Вообще Филиппушка не любил вспоминать — пустое это дело и горькое, а помечтать ему нравилось. Вот так лежишь себе, и вдруг ты уже не ты, а совсем другая личность: стоишь на трибуне, в новой тужурке, весь в ремнях, на одном боку шашка, на другом наган, красный флаг развевается над тобой, а внизу под трибуной колонны — плечи у всех сомкнуты, лиц не разобрать, шаг твердый, каждое твое слово подхватывается на «ура»... Или влетаешь в Сычовку на добром коне впереди эскадрона по дороге от хутора. Рвется из-под седла конь. Крыльями парит за плечами бурка. Бегут-разбегаются, что твои тараканы, враги. А Сычовка расцветает кумачом, нарядные бабы руками машут, смеются в радости, мужики стоят толпами, завидуют. Причем врагами Филиппушке виделись не киношные белогвардейцы, а конкретные сычовцы, на кого он был в обиде или от кого зависел как-нибудь, а завистники — вчерашние друзья. Каким соколом пролетел перед ними Филиппушка! С какой властной сдержанностью козырял им!— Вот где оно — счастье!..
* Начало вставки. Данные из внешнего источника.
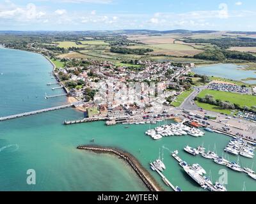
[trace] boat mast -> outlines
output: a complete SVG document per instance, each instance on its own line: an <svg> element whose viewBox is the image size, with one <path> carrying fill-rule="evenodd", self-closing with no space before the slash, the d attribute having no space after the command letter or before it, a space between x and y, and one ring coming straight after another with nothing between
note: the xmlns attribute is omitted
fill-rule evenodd
<svg viewBox="0 0 256 204"><path fill-rule="evenodd" d="M164 161L164 149L162 147L162 161Z"/></svg>
<svg viewBox="0 0 256 204"><path fill-rule="evenodd" d="M218 152L217 152L217 148L216 148L216 143L214 143L214 148L213 151L214 152L214 153L216 153L216 154L218 154Z"/></svg>
<svg viewBox="0 0 256 204"><path fill-rule="evenodd" d="M244 185L243 186L243 191L246 191L246 187L245 187L245 182L244 182Z"/></svg>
Но такие расчудесные видения сегодня не приходили. Было только гнетуще тяжело, будто каждый час ночь придавливает тебя очередной мягкой каменюкой. Не до видений. И душа все пустела, все одиночела. И если кому-нибудь вздумалось вдруг объявиться здесь, Филиппушке наверняка сделалось бы еще хуже. Пусть уж как есть...
Наконец начало светать.
Филиппушка не то чтобы обрадовался этому, но понимал, что день томиться не позволит, любое заделье снимет гнет с души, по-хорошему утомит и поспать даст. Там, глядишь, все забудется и пойдет своим чередом.
Он поднялся с постели разбитым. Все тело налилось противной тяжестью. Голова болела.
Не зажигая света, он прошелся несколько раз по сумеречной избе, пугая шагами тишину в закутках. Остановился у окна и долго смотрел, как тает темнота в кустах подоконной сирени.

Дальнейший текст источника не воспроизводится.